Earlier in this thread, I posted
an essay about "common law marriage" in Canada and the USA.
I have been doing more reading of the historical cases on this topic, and I just came across a case that is particularly interesting for anybody who is interested in highly technical aspects of marriage law.
In the 1912 case of
In re Marriage Laws, [1912] SCR 132,
1912 CanLII 35 (SCC) (summarily affirmed [1912] UKPC 63), the Supreme Court of Canada considered the constitutional validity of a federal statute that purported to legislate something roughly equivalent to the Full Faith and Credit Clause of the US constitution. Specifically, the statute purported to provide that any marriage shall be deemed to be a valid marriage everywhere in Canada, if the marriage was valid in the place where it was entered into.

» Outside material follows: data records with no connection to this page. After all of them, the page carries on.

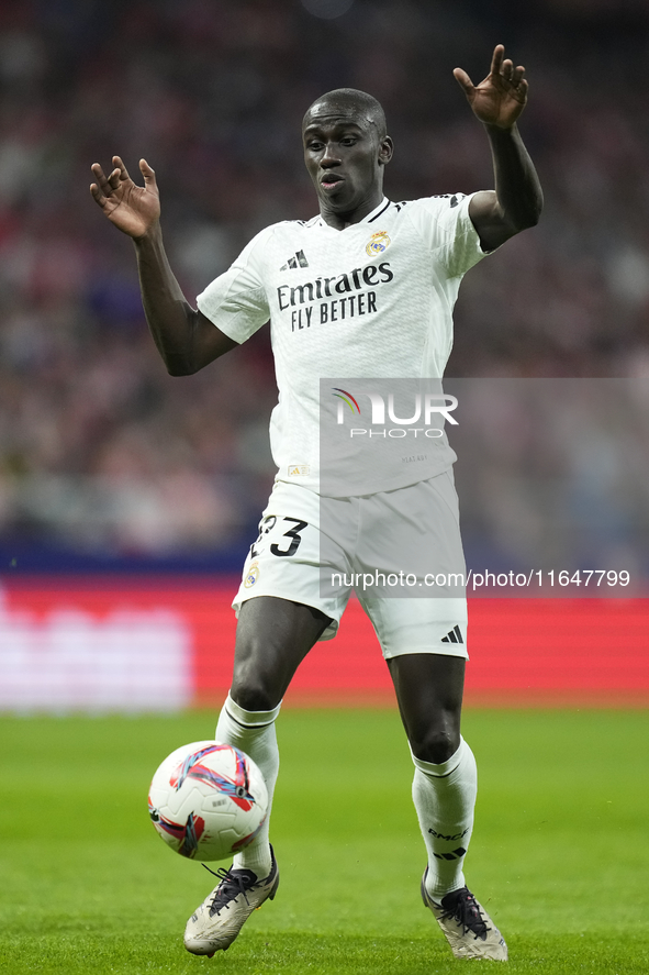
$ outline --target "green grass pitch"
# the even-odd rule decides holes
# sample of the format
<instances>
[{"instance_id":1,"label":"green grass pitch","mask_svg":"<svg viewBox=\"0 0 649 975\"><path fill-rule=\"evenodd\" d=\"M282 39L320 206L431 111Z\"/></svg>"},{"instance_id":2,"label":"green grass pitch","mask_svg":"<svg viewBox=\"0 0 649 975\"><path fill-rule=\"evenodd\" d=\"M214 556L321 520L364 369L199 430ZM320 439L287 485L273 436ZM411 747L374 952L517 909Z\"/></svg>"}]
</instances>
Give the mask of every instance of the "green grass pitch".
<instances>
[{"instance_id":1,"label":"green grass pitch","mask_svg":"<svg viewBox=\"0 0 649 975\"><path fill-rule=\"evenodd\" d=\"M182 946L211 877L148 822L150 776L214 716L0 719L0 971L457 972L418 885L412 765L391 711L286 710L281 884L228 952ZM649 971L649 716L469 711L480 776L467 877L513 973ZM492 963L481 963L489 964Z\"/></svg>"}]
</instances>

This statute was challenged on the basis that it was outside the power of the federal parliament because the constitution specifically provides that the provinces have exclusive jurisdiction over the "Solemnization of Marriage".
In response, the promoters of the legislation apparently started by claiming essentially that under the common law of England, marriage was created by consent (not formalities) and any statutes setting out formalities merely provided alternative ways to enter into marriages, not the sole way to do so. Based on that claim, the promoters further argued that since the constitution used the phrase "solemnization of marriage" in describing the powers of the provinces, this language was an intentional choice intended to suggest that the provinces could only regulate
supplemental ways of creating marriages, and that the provinces had no power to override the common law of marriage creation, and (according to the promoters) the only thing that the federal statute did was reiterate the common law position which the provinces had no power to modify. Based on that argument, the federal statute was claimed not to be objectionable.
The report of the case, linked to above, contains the full argument of the parties. The full report is 98 pages long and many of those pages are devoted to argument over whether "common law marriage" existed or exists in England, Canada, or the US.
By a 4-1 majority, the Court found that the statute was an unconstitutional encroachment on the power of the provinces, and in the course of their separate opinions, the various judges appear to have rejected the idea that "common law marriage" existed either in England or in Canada.